Daher ist es sachlich gerechtfertigt, dem Geschäftsführer mit Ende seiner Tätigkeit auch die Gesellschafterstellung zu entziehen, die Möglichkeit einer freien Hinauskündigung ausnahmsweise zulässig.
Weitere Ausnahmsfälle
Eine freie Hinauskündbarkeit hat die Rechtsprechung ferner in Fällen akzeptiert,
- in welchen der vollständig finanzierende Gesellschafter aufgrund einer engen persönlichen Beziehung dem zweiten Gesellschafter eine Mehrheitsbeteiligung und die Geschäftsführung überließ
- und wenn die Gesellschafterstellung nur einen Annex zu einem Kooperationsvertrag darstellte.
- Wirksam kann zudem der Vorbehalt eines freien Ausschlusses sein, wenn eine Gesellschaft von Freiberuflern einen neuen Gesellschafter aufnimmt und sich die Altgesellschafter dabei eine zeitlich begrenzte Prüfungsmöglichkeit von maximal 3 Jahren vorbehalten möchten.
Rechtsprechung gilt für alle Gesellschaftsformen
Die Rechtsprechung gilt unabhängig von der Rechtsform der betroffenen Gesellschaft. Hinauskündigungsrechte lassen sich daher – in den eben erwähnten Grenzen – sowohl in Kapital- als auch in Personengesellschaften umsetzen.

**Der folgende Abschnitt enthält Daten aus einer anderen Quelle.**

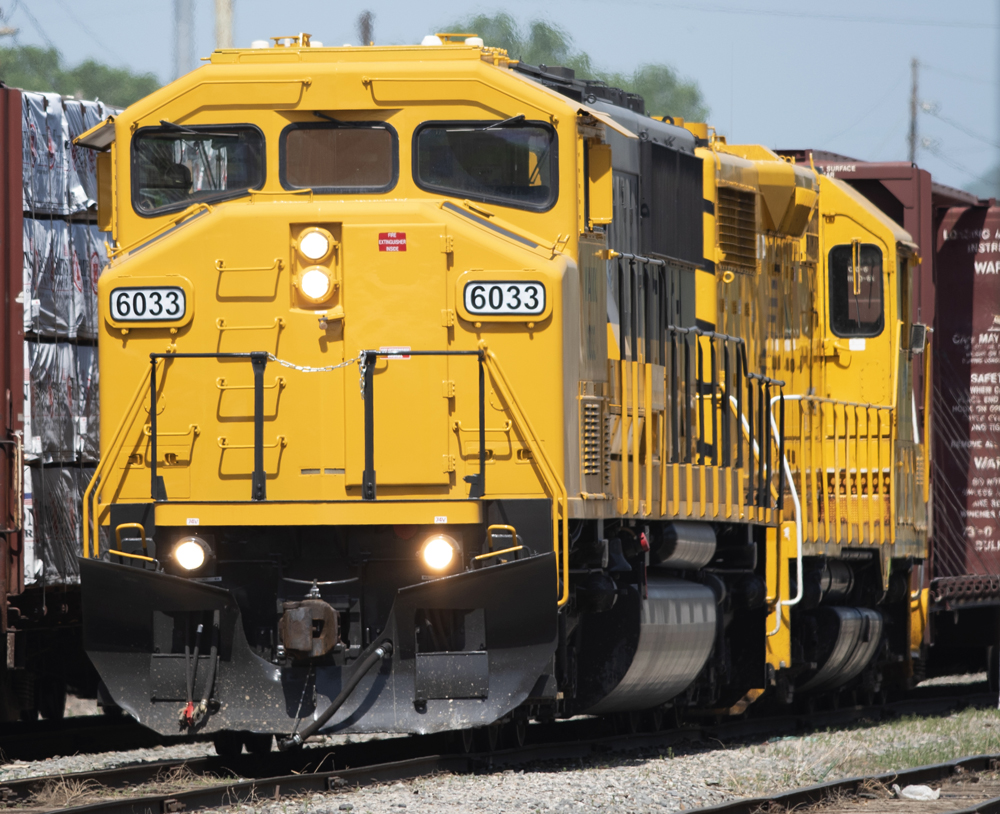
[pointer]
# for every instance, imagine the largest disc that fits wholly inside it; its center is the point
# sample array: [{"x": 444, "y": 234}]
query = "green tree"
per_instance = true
[
  {"x": 988, "y": 186},
  {"x": 544, "y": 43},
  {"x": 42, "y": 69}
]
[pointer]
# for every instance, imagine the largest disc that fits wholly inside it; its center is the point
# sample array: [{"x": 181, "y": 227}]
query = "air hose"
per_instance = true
[{"x": 384, "y": 650}]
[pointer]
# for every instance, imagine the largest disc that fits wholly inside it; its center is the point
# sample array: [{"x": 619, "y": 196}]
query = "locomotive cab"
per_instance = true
[{"x": 418, "y": 412}]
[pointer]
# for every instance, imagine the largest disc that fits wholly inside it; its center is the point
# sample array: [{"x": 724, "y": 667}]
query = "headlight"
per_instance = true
[
  {"x": 191, "y": 553},
  {"x": 315, "y": 244},
  {"x": 438, "y": 552},
  {"x": 315, "y": 283}
]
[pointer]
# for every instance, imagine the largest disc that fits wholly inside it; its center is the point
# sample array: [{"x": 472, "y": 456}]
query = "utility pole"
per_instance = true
[
  {"x": 183, "y": 36},
  {"x": 223, "y": 23},
  {"x": 914, "y": 105}
]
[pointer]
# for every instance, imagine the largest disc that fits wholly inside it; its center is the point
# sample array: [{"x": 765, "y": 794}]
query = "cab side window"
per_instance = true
[{"x": 856, "y": 293}]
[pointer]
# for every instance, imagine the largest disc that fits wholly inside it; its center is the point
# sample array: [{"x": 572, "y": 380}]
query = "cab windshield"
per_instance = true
[
  {"x": 175, "y": 166},
  {"x": 502, "y": 162}
]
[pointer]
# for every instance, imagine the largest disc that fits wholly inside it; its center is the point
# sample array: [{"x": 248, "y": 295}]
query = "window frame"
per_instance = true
[
  {"x": 453, "y": 193},
  {"x": 328, "y": 125},
  {"x": 180, "y": 206},
  {"x": 830, "y": 296}
]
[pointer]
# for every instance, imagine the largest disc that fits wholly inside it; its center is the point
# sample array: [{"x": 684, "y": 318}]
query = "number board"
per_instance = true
[
  {"x": 504, "y": 298},
  {"x": 148, "y": 304}
]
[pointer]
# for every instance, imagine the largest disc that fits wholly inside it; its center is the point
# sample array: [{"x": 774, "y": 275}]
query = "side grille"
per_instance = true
[
  {"x": 737, "y": 229},
  {"x": 590, "y": 436}
]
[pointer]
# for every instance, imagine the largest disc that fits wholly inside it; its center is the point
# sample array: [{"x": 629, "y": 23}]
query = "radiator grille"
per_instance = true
[
  {"x": 737, "y": 228},
  {"x": 591, "y": 430}
]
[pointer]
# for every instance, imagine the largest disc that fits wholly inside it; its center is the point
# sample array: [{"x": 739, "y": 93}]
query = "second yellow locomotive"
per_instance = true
[{"x": 441, "y": 391}]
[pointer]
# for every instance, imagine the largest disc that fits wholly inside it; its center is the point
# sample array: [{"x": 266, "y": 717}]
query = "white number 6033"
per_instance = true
[
  {"x": 504, "y": 298},
  {"x": 148, "y": 304}
]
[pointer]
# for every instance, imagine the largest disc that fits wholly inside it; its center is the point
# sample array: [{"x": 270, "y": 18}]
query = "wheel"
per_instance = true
[
  {"x": 52, "y": 699},
  {"x": 228, "y": 744},
  {"x": 517, "y": 733},
  {"x": 467, "y": 740},
  {"x": 488, "y": 737},
  {"x": 258, "y": 743}
]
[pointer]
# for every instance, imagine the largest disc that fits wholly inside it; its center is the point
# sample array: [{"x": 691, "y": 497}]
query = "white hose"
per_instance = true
[{"x": 798, "y": 512}]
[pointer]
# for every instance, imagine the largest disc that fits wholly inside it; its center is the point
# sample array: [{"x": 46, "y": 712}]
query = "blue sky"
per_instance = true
[{"x": 832, "y": 76}]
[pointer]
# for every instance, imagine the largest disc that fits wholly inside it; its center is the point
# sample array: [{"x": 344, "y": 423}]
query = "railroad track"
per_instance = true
[
  {"x": 129, "y": 788},
  {"x": 84, "y": 734}
]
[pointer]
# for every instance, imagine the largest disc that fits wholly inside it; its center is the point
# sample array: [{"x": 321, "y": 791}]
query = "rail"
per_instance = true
[
  {"x": 259, "y": 359},
  {"x": 844, "y": 460},
  {"x": 706, "y": 384},
  {"x": 477, "y": 483},
  {"x": 551, "y": 481}
]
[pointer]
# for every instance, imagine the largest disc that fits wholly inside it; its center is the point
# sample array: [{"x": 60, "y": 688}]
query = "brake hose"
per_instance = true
[{"x": 384, "y": 650}]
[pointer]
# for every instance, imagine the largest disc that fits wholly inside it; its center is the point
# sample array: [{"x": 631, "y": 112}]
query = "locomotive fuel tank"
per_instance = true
[
  {"x": 145, "y": 656},
  {"x": 649, "y": 647}
]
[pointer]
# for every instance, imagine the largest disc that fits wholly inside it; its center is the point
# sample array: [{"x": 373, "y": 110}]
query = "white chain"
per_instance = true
[{"x": 306, "y": 369}]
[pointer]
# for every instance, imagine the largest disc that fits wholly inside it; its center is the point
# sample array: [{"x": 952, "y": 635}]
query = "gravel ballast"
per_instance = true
[{"x": 659, "y": 780}]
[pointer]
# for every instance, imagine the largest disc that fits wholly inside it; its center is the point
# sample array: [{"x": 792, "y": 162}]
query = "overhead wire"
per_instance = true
[
  {"x": 867, "y": 113},
  {"x": 958, "y": 126},
  {"x": 808, "y": 15},
  {"x": 86, "y": 30},
  {"x": 35, "y": 24},
  {"x": 956, "y": 75}
]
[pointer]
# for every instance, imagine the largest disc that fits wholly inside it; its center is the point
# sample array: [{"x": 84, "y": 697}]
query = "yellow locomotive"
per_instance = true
[{"x": 441, "y": 391}]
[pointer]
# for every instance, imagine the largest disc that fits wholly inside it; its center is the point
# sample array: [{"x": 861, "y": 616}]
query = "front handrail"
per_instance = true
[
  {"x": 549, "y": 476},
  {"x": 117, "y": 440}
]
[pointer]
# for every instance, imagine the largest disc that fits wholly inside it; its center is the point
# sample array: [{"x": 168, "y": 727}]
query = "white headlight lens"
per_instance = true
[
  {"x": 315, "y": 284},
  {"x": 189, "y": 555},
  {"x": 438, "y": 553},
  {"x": 314, "y": 245}
]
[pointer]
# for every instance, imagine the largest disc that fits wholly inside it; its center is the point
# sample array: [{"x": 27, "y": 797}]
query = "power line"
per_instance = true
[
  {"x": 867, "y": 113},
  {"x": 806, "y": 15},
  {"x": 37, "y": 26},
  {"x": 86, "y": 30},
  {"x": 955, "y": 75},
  {"x": 930, "y": 111},
  {"x": 934, "y": 151}
]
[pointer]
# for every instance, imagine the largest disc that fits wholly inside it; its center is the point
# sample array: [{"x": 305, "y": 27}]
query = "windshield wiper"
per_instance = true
[
  {"x": 187, "y": 131},
  {"x": 512, "y": 120},
  {"x": 319, "y": 115},
  {"x": 480, "y": 127}
]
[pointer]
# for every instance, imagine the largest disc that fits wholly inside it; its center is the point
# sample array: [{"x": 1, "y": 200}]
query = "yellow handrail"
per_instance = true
[
  {"x": 927, "y": 419},
  {"x": 113, "y": 448},
  {"x": 550, "y": 479}
]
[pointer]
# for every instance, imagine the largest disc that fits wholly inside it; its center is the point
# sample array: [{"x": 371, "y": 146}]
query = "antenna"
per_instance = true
[
  {"x": 223, "y": 23},
  {"x": 366, "y": 27},
  {"x": 183, "y": 36}
]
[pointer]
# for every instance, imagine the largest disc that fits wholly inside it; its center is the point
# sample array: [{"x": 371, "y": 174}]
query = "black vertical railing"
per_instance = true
[
  {"x": 477, "y": 483},
  {"x": 258, "y": 360},
  {"x": 258, "y": 490}
]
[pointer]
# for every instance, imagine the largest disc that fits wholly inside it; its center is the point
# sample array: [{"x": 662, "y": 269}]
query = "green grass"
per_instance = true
[{"x": 867, "y": 749}]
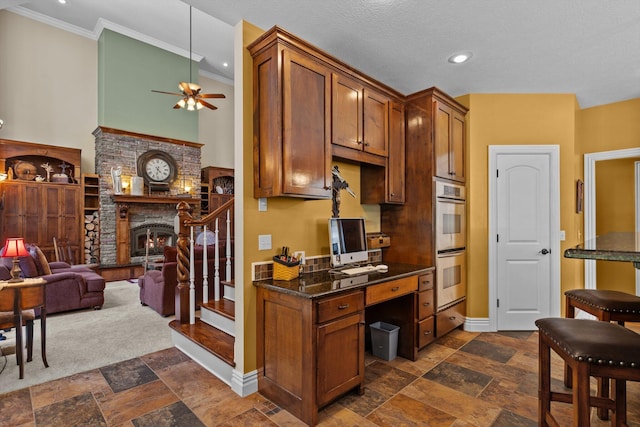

- Die freie Hinauskündigung eines Gesellschafters kann also bei Vorliegen einer sachlichen Rechtfertigung ausnahmsweise zulässig sein.
- Ihre Wirksamkeit hängt aber stets von den genauen Umständen des konkreten Falls ab.
- Ob eine zu zahlende Abfindung angemessen ist, ist für die Wirksamkeit im Übrigen irrelevant. Denn eine unangemessen niedrige Abfindung müsste lediglich durch eine der Höhe nach angemessene Zahlung ersetzt werden müsste.